Trivial initiatives worsening the dangers of climate change
Britain has become dangerously preoccupied with a raft of minor, almost trivial energy-saving initiatives, rather than addressing the big issue, which is how to reduce massively the 80% global dependence on fossil fuels for power, heating and transport, the chief executive of the Royal Society of Chemistry said last night.
Speaking at a public meeting in Shetland, Richard Pike said that the beneficial effects of turning off standby lights, switching from bottled to tap water, washing clothes at a lower temperature, or having car tyres at the right air pressure, paled into insignificance when compared with what was happening at the supply end of energy provision.
Dr Pike claims that even halving carbon dioxide emissions for road vehicles in the UK would reduce the carbon footprint of the country by only about 6%, because other modes of transport (air, sea and rail), industrial and domestic heating, and electricity generation have such high energy demands, relying largely on oil, gas and coal.

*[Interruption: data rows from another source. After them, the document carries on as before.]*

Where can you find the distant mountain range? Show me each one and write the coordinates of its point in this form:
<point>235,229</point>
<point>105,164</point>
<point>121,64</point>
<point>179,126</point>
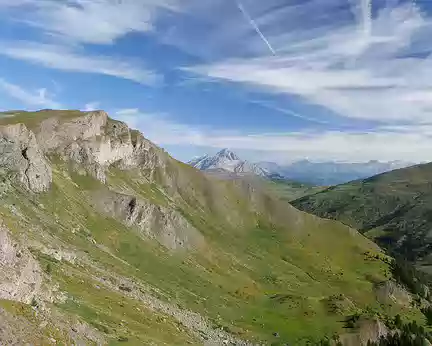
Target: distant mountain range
<point>316,173</point>
<point>330,173</point>
<point>226,160</point>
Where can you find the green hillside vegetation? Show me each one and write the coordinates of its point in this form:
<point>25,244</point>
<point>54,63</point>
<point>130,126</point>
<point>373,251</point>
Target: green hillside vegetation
<point>260,270</point>
<point>393,208</point>
<point>290,190</point>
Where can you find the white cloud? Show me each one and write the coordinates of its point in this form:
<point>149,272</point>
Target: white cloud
<point>38,98</point>
<point>368,70</point>
<point>64,58</point>
<point>91,106</point>
<point>411,144</point>
<point>90,21</point>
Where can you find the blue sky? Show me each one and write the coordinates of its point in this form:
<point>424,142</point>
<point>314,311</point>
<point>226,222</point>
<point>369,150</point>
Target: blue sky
<point>274,80</point>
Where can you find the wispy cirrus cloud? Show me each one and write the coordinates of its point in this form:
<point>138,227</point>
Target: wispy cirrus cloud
<point>67,59</point>
<point>372,68</point>
<point>39,98</point>
<point>66,28</point>
<point>89,21</point>
<point>412,143</point>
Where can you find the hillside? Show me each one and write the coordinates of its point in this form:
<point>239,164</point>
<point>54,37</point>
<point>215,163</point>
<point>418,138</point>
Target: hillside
<point>393,208</point>
<point>105,239</point>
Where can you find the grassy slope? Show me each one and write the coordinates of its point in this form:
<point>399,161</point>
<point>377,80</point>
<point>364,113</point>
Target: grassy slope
<point>393,208</point>
<point>290,190</point>
<point>267,268</point>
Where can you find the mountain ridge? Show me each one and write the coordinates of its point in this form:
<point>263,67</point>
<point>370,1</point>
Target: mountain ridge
<point>122,243</point>
<point>228,161</point>
<point>391,207</point>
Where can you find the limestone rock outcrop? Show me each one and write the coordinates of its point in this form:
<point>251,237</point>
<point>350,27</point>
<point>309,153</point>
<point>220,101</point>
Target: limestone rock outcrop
<point>163,224</point>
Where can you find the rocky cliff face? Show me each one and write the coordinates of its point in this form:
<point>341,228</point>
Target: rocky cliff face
<point>165,225</point>
<point>91,140</point>
<point>96,142</point>
<point>21,154</point>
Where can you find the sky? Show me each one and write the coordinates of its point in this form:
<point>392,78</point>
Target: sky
<point>274,80</point>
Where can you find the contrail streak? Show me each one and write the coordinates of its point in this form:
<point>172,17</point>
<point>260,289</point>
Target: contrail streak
<point>255,26</point>
<point>366,13</point>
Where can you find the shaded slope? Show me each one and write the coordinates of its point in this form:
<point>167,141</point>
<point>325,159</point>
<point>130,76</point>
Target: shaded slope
<point>394,208</point>
<point>245,265</point>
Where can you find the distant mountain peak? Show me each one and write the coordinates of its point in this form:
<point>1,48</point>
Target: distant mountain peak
<point>227,160</point>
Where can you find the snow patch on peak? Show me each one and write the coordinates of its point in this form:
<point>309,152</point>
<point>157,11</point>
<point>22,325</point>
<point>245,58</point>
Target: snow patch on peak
<point>228,161</point>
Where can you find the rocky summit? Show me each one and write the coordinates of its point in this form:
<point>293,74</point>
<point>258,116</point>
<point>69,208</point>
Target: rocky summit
<point>106,239</point>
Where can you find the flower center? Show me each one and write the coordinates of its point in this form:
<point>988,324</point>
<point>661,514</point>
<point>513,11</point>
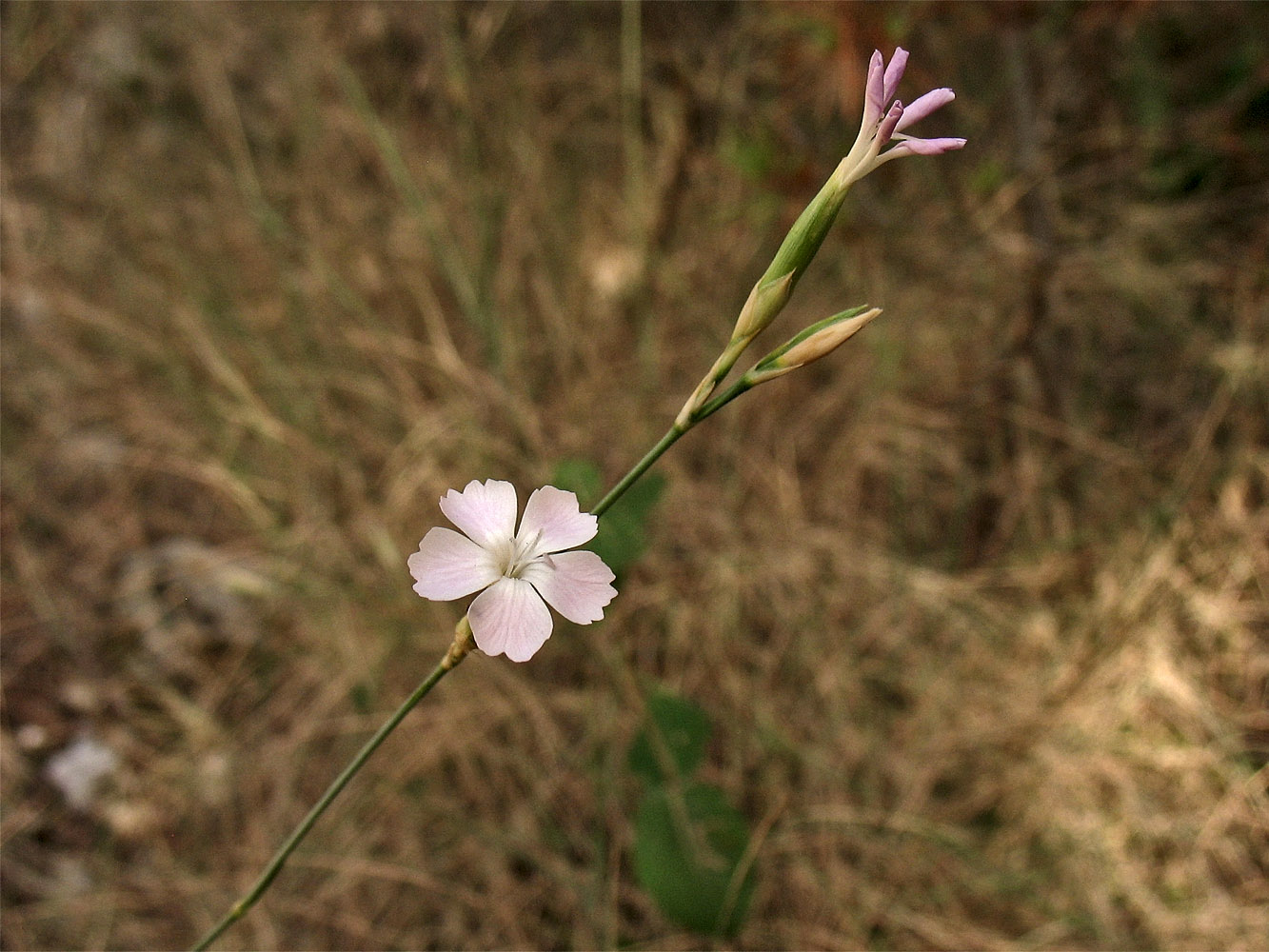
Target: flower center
<point>519,555</point>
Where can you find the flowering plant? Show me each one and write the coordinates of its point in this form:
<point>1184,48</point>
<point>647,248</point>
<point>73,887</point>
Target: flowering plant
<point>522,570</point>
<point>518,574</point>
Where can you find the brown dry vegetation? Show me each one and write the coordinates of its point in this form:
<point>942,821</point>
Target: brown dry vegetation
<point>979,607</point>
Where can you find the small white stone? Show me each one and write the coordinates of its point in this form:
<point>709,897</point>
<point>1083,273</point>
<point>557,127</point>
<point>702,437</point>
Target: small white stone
<point>79,767</point>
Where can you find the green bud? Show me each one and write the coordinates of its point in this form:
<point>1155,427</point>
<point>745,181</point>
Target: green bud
<point>818,341</point>
<point>765,301</point>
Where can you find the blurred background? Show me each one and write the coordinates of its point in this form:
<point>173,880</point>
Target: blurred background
<point>978,608</point>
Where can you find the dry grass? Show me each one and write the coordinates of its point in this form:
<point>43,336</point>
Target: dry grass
<point>980,611</point>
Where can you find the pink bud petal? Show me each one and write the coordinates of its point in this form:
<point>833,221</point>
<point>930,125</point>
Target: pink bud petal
<point>484,510</point>
<point>555,513</point>
<point>887,126</point>
<point>926,147</point>
<point>894,74</point>
<point>575,585</point>
<point>924,106</point>
<point>875,89</point>
<point>448,566</point>
<point>509,617</point>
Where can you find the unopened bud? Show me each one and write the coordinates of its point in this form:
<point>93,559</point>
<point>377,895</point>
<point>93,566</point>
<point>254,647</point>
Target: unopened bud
<point>764,303</point>
<point>811,345</point>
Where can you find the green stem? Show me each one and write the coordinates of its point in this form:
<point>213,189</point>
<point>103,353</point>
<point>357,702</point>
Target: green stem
<point>720,402</point>
<point>460,649</point>
<point>640,467</point>
<point>279,859</point>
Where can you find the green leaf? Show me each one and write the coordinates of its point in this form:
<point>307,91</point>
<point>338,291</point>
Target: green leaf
<point>622,532</point>
<point>682,729</point>
<point>686,856</point>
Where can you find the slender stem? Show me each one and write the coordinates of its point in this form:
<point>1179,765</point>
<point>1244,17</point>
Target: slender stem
<point>640,468</point>
<point>240,908</point>
<point>720,402</point>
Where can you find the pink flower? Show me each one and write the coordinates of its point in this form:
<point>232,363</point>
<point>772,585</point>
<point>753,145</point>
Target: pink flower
<point>882,125</point>
<point>521,573</point>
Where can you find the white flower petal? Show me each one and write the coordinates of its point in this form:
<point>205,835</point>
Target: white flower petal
<point>555,512</point>
<point>575,585</point>
<point>484,510</point>
<point>509,617</point>
<point>448,566</point>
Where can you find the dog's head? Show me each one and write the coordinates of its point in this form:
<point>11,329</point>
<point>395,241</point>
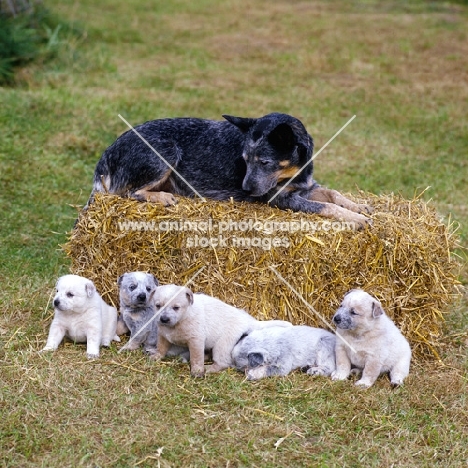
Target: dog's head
<point>172,303</point>
<point>136,289</point>
<point>73,293</point>
<point>358,311</point>
<point>276,147</point>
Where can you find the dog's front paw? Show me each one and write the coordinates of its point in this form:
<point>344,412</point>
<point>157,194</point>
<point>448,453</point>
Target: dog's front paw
<point>363,383</point>
<point>339,375</point>
<point>198,372</point>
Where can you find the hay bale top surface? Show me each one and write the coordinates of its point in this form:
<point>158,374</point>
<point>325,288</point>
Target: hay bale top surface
<point>279,264</point>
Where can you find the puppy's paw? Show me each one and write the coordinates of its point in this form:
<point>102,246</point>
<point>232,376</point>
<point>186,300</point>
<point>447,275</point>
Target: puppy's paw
<point>314,371</point>
<point>362,383</point>
<point>339,375</point>
<point>198,372</point>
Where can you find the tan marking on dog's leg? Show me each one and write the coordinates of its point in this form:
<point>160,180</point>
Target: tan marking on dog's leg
<point>370,373</point>
<point>154,192</point>
<point>324,195</point>
<point>355,220</point>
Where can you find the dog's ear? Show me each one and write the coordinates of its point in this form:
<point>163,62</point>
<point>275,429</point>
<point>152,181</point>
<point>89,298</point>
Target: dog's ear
<point>119,281</point>
<point>282,137</point>
<point>376,309</point>
<point>90,288</point>
<point>156,282</point>
<point>242,123</point>
<point>189,295</point>
<point>255,359</point>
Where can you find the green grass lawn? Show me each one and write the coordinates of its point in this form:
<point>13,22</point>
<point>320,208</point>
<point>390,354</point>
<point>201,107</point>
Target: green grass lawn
<point>400,67</point>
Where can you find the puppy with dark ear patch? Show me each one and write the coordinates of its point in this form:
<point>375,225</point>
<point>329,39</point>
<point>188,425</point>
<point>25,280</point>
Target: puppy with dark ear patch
<point>265,160</point>
<point>368,340</point>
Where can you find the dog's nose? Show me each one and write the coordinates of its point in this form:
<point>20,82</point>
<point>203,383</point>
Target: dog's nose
<point>164,319</point>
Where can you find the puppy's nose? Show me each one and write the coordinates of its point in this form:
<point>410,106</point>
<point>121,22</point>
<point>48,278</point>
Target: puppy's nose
<point>337,319</point>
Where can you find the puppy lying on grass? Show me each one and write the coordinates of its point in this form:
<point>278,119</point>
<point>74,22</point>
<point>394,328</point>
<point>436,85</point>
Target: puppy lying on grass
<point>81,315</point>
<point>369,341</point>
<point>278,351</point>
<point>202,323</point>
<point>137,312</point>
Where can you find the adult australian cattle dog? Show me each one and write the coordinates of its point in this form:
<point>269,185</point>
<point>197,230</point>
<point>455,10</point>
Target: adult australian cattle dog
<point>246,159</point>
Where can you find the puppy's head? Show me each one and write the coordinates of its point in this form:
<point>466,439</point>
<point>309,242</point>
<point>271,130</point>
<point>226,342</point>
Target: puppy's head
<point>172,303</point>
<point>358,311</point>
<point>136,289</point>
<point>73,293</point>
<point>276,147</point>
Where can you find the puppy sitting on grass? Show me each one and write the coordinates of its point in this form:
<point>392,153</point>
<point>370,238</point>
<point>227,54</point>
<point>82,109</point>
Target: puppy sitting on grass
<point>81,315</point>
<point>368,340</point>
<point>137,312</point>
<point>280,350</point>
<point>202,323</point>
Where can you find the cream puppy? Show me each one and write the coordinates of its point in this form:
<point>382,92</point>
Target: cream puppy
<point>202,323</point>
<point>81,315</point>
<point>367,339</point>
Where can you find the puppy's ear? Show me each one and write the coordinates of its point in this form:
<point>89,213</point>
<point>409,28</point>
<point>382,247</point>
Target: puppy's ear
<point>242,123</point>
<point>189,295</point>
<point>377,309</point>
<point>156,282</point>
<point>282,137</point>
<point>90,288</point>
<point>119,281</point>
<point>255,359</point>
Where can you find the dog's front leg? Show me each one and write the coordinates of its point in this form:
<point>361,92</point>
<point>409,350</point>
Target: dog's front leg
<point>324,195</point>
<point>370,373</point>
<point>93,341</point>
<point>56,335</point>
<point>197,358</point>
<point>343,364</point>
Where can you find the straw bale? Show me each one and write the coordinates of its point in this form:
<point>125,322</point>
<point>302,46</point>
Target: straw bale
<point>405,259</point>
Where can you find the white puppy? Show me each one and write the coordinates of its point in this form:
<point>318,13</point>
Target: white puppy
<point>367,339</point>
<point>202,323</point>
<point>81,315</point>
<point>279,350</point>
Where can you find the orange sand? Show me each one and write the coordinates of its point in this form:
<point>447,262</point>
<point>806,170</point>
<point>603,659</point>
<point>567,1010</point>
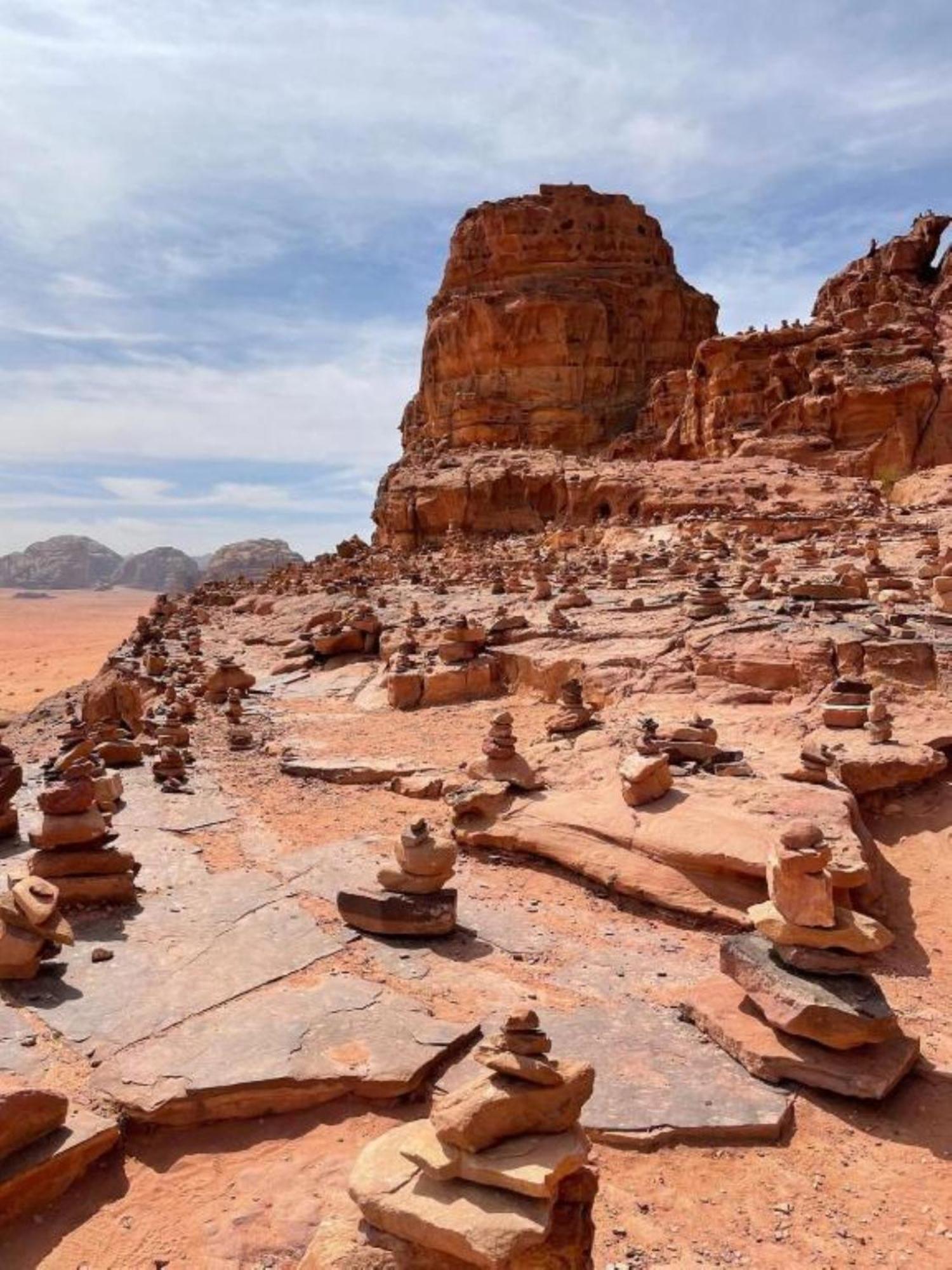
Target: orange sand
<point>49,645</point>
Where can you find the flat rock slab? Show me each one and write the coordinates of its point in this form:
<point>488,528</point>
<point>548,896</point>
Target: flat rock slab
<point>567,829</point>
<point>723,1010</point>
<point>841,1012</point>
<point>145,807</point>
<point>35,1175</point>
<point>351,772</point>
<point>657,1081</point>
<point>480,1225</point>
<point>865,768</point>
<point>181,956</point>
<point>282,1051</point>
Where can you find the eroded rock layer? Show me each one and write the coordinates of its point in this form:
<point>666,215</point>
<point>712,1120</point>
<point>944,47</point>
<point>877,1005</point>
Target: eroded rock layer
<point>555,314</point>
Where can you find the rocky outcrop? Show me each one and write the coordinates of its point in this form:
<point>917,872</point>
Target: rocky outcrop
<point>255,559</point>
<point>163,570</point>
<point>64,563</point>
<point>555,314</point>
<point>565,356</point>
<point>527,492</point>
<point>866,388</point>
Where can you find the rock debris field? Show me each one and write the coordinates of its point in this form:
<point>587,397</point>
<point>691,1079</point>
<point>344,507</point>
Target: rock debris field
<point>563,881</point>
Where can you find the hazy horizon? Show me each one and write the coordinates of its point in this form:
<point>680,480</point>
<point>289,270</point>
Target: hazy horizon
<point>220,228</point>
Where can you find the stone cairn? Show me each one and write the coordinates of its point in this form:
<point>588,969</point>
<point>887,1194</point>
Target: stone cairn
<point>816,763</point>
<point>74,841</point>
<point>31,926</point>
<point>502,761</point>
<point>879,719</point>
<point>619,575</point>
<point>573,714</point>
<point>414,899</point>
<point>498,1177</point>
<point>705,600</point>
<point>804,973</point>
<point>645,775</point>
<point>241,736</point>
<point>11,783</point>
<point>847,704</point>
<point>461,641</point>
<point>227,675</point>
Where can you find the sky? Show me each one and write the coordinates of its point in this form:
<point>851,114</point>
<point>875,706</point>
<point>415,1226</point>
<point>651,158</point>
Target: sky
<point>220,224</point>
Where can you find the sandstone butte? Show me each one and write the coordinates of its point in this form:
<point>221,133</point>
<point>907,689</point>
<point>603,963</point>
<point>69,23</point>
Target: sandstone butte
<point>564,351</point>
<point>700,849</point>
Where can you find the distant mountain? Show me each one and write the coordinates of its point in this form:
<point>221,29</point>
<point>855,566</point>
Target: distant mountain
<point>73,563</point>
<point>64,563</point>
<point>159,570</point>
<point>255,558</point>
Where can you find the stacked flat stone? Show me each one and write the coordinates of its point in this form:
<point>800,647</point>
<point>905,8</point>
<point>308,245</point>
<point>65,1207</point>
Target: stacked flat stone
<point>619,573</point>
<point>879,719</point>
<point>461,641</point>
<point>31,926</point>
<point>705,600</point>
<point>11,782</point>
<point>498,1177</point>
<point>814,766</point>
<point>45,1147</point>
<point>804,975</point>
<point>847,704</point>
<point>573,714</point>
<point>73,845</point>
<point>227,675</point>
<point>502,761</point>
<point>413,899</point>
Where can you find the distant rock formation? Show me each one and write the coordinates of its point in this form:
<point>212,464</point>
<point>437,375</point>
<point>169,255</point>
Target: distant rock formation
<point>563,346</point>
<point>255,558</point>
<point>865,389</point>
<point>555,314</point>
<point>163,570</point>
<point>64,563</point>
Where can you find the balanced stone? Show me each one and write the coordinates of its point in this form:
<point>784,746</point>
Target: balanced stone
<point>855,933</point>
<point>841,1013</point>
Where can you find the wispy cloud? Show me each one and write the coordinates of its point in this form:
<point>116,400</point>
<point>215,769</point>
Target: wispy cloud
<point>220,224</point>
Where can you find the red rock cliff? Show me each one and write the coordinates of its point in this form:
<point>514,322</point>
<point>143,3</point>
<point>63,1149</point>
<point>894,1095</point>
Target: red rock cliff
<point>865,389</point>
<point>555,314</point>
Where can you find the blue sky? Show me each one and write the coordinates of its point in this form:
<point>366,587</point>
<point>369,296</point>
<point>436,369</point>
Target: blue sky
<point>220,224</point>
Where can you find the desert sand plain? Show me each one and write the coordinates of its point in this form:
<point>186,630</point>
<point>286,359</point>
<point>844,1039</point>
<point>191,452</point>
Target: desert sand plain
<point>758,553</point>
<point>46,645</point>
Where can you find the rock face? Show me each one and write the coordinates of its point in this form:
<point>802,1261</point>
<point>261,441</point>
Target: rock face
<point>64,563</point>
<point>565,356</point>
<point>161,570</point>
<point>255,558</point>
<point>865,389</point>
<point>555,314</point>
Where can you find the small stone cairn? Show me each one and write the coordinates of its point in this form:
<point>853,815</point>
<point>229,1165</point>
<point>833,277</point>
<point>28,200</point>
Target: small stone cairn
<point>705,600</point>
<point>74,843</point>
<point>414,899</point>
<point>31,926</point>
<point>573,714</point>
<point>847,704</point>
<point>498,1177</point>
<point>502,761</point>
<point>804,973</point>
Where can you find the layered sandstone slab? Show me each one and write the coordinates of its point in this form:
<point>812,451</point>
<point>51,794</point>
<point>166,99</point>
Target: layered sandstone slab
<point>34,1177</point>
<point>282,1052</point>
<point>866,388</point>
<point>723,1012</point>
<point>555,314</point>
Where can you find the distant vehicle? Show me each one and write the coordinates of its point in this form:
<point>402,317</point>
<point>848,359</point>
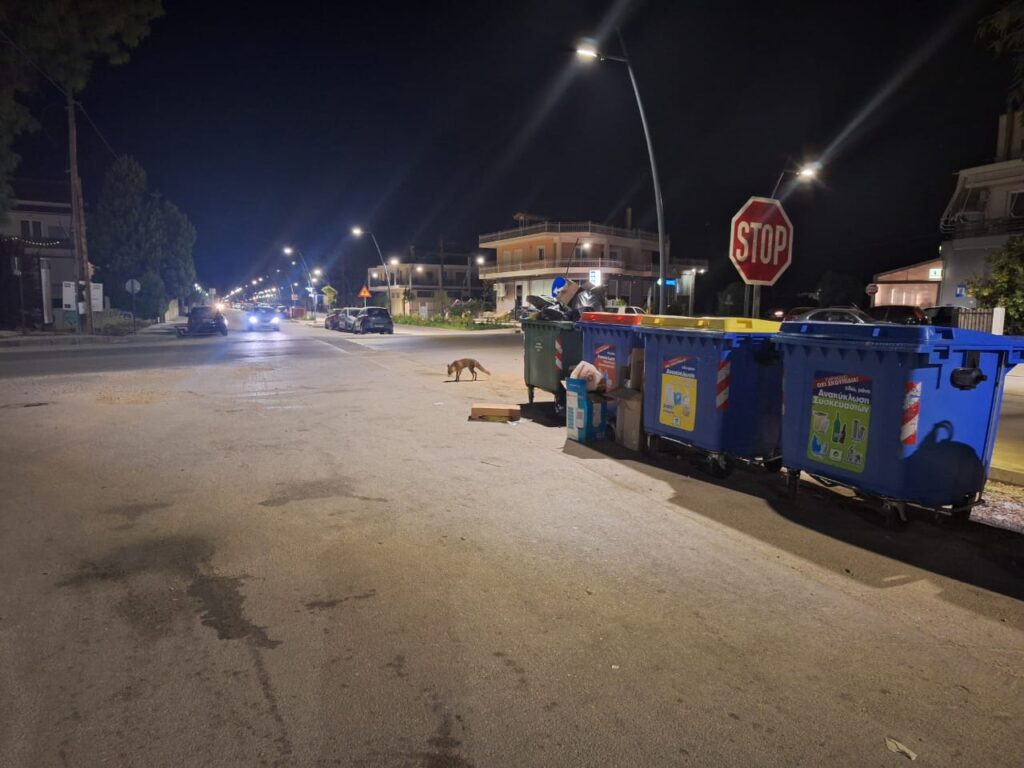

He said yesterday: "While these initiatives are easy to grasp, and give individuals the satisfaction that they are playing a role in mitigating the effects of climate change, the reality is that even if the UK were completely carbon-neutral, the 80% world figure would fall to just 78%."
Dr Pike said that it was essential that a workable international fiscal and regulatory framework was established to reduce the use of fossil fuels world-wide, and mitigate their continuing long-term impact through carbon capture and storage (CCS).
Present plans for carbon trading to reduce emissions, relying on market forces, were highly dubious, he said, because of the lack of authentication of actual carbon savings from individual so-called 'green' projects.
Governments need, he said, to act more decisively to promote reliable low-carbon, alternative energy sources on a massive scale.
"It is incongruous that some oil and gas companies see global warming, and melting of the Arctic permafrost, as an opportunity to drill for still more hydrocarbons. Equally bizarre has been the recent move of some major oil-producing countries to burn cheap, imported coal for electricity generation, rather than using their indigenous natural gas. This is because the gas can be re-injected, more profitably, into petroleum reservoirs to boost oil production at its current stratospheric price."
He added: "Since the burning of coal, energy-for-energy, yields twice as much carbon dioxide as natural gas, increased emissions in this way are yet another unintended consequence of high oil prices!"
Dr Pike likened Shetland to a unique microcosm of the world energy picture, with the presence of Europe's largest oil and gas processing facilities, wave energy devices for generating hydrogen through electrolysis of water for road vehicles, wind turbines, solar cells, peat-based biomass, and strong tidal currents that one day might be harnessed for power. Nuclear facilities also lay just to the south on the Scottish mainland.
A key element in making progress lay, he said, in having the UK population better informed, both quantitatively and qualitatively, of energy processes and their life cycle characteristics, efficiencies and costs, advantages and disadvantages, and wider consequences.
Much decision-making is still ill-informed, and this needs to be addressed through better education and wider public debate. The prosperity of the country, and the way we engage with the rest of the world, depends on such leadership.
Richard Pike was quoted at length on the priorities in combating climate change in the websites of today's Mail and Telegraph newspapers following his appearance in Shetland.